I would recommend listening for the full experience and come back after so that I don’t spill the secret, but if you don’t have time, here is what I found remarkable about it:
In a very surprising twist, the story veers off from its original aim to talk about the background behind the cafe that came up with the idea of artisanal toast, a little place called “The Trouble Coffee & Coconut Club”. The only four things on the menu are cinnamon toast, coffee, young thai coconuts, and shots of grapefruit juice. If that sounds bizarre – yeah, it is. But these items also have a strong significance for the owner, Giulietta Carrelli, who uses all of them – as well as the cafe itself – to keep herself grounded and sheltered in a life fraught with difficulties due to mental illness. Diagnosed with schizoaffective disorder, she frequently has episodes of hallucinations, out-of-body-experiences, or sensory overload (when sounds are unbearably loud, for example). Coconuts were some of the only food items she could tolerate for a while, being both nutritious and not as loud to chew; supplemented by grapefruit juice for vitamin C, she survived 3 years on them (except when people would take her out to dinner).
Working in coffee shops and opening up her own was also a unique coping strategy of Giuletta’s, who discovered early on the necessity of being recognizable in a neighborhood in case she needed help during one of her episodes. Her external appearance – specific clothing, tattoos, colorful headscarves – help as much to make her a constant of the neighborhood as her continuous contact with customers. This paragraph from the article – quoted verbatim in the radio show – particularly struck a chord with me:
If the spread of toast is a social contagion, then Carrelli was its perfect vector. Most of us dedicate the bulk of our attention to a handful of relationships: with a significant other, children, parents, a few close friends. Social scientists call these “strong ties.” But Carrelli can’t rely on such a small set of intimates. Strong ties have a history of failing her, of buckling under the weight of her illness. So she has adapted by forming as many relationships—as many weak ties—as she possibly can. And webs of weak ties are what allow ideas to spread.
In a city whose economy is increasingly built on digital social networks—but where simple eye contact is at a premium—Giulietta Carrelli’s latticework of small connections is old-fashioned and analog. It is built not for self-presentation, but for self-preservation. And the spread of toast is only one of the things that has arisen from it.
It got me thinking about the importance of communities and webs of ‘weak ties’ in general, to support each other in times of need even if we can rely on ‘strong ties’ as well. Yesterday, I was also at a Transition town event where we talked about the significance of feeling indigenous to a place, with communities affecting real change. The group discussing the matter came up with the definition:
Being indigenous to a place or a community is the feeling that you want to stay there forever.
If that is the case, you will invest very different amounts of time and resources into improving your community, protecting your resources, and making the place more friendly and livable.
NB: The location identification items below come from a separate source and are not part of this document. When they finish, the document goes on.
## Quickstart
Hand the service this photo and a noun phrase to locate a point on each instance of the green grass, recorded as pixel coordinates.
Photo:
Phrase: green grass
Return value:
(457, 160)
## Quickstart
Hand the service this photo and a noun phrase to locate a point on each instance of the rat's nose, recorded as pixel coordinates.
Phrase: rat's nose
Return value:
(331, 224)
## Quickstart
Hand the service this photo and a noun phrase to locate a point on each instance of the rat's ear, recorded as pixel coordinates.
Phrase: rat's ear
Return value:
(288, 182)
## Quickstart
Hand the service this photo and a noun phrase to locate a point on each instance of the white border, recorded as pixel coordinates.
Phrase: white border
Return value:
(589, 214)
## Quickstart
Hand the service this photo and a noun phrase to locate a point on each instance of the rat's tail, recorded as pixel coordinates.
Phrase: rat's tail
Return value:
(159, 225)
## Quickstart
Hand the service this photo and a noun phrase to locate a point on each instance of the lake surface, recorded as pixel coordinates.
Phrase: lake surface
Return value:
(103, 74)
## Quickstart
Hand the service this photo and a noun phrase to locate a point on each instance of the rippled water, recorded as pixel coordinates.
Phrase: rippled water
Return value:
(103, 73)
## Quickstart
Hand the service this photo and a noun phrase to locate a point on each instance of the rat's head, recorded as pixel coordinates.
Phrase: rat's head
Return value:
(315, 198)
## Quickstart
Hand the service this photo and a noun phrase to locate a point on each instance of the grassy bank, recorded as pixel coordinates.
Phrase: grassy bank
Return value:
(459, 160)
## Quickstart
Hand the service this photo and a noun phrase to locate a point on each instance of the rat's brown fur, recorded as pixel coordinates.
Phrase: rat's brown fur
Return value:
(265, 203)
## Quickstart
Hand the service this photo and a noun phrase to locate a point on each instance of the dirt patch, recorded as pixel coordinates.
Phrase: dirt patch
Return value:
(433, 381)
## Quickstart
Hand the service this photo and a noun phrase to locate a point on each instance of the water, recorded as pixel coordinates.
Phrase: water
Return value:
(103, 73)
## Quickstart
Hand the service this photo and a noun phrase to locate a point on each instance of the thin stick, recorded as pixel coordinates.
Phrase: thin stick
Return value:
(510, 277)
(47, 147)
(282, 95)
Unfortunately, in my experience our generation has become more and more transient. In Paris one year and Montreal the next, thereafter Germany and Sweden, I’m a prime example of feeling indigenous to nowhere and struggling to get involved in community activities because ‘I won’t be here next year anyway’. But only through establishing real networks of lasting relationships can we get to a point where social support systems are strong enough to help both individuals in their struggles and group efforts to move towards more happier and sustainable lifestyles. Hm. Lots of food for thought that was kicked off by investigating artisanal toast (which I still want, though.)